Designation of health care surrogate. This lets medical personnel know whom you would like to make decisions if you’re unable to make them yourself. Since the Health Insurance Portability and Accountability Act of 1996 went into effect, medical providers have been hesitant to discuss health issues with anyone but the patient, unless the patient grants advance permission.
Advance directive or living will. This details what measures you want taken if you are in a vegetative state or unlikely to recover from major injuries.
Properly titled property. Most couples, married and unmarried, hold real estate as “joint tenants with right of survivorship,” which means that if one party dies, the other inherits the rest of the home without going through probate. But tax issues may complicate the issue for unmarried couples, so it’s best to consult with a lawyer about how to handle jointly owned property – or property owned by one person who wants the other to inherit it.

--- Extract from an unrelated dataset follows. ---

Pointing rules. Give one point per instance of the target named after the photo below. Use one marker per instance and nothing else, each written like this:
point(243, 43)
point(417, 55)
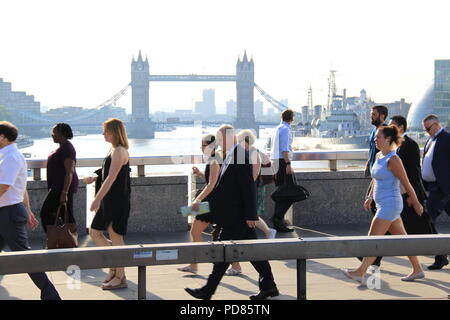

Funeral wishes. Funeral directors may be hesitant to allow unmarried partners to make funeral arrangements, especially if the family disagrees. A directive outlining who should make arrangements and what the deceased would like can avert such problems.
Life insurance. If there are no children involved and neither partner depends on the other financially, couples might think life insurance is unnecessary. But the surviving partner may be unable to pay the mortgage, estate taxes or other expenses on his or her own, which is why it’s an important consideration.
A domestic partner agreement. This is similar to a prenuptial agreement since it outlines how assets and income will be handled during the relationship and what happens to joint assets if the relationship ends.
Child custody. Schwartz encourages same-sex couples to do second-parent adoptions in states that allow it. With this method of adoption, the nonbiological parent is granted equal rights. In other families, the biological parent may need a document giving the stepparent the right to authorize medical treatment for the child or even give permission for field trips. Parents also need documents spelling out who should care for their children if they die or become disabled.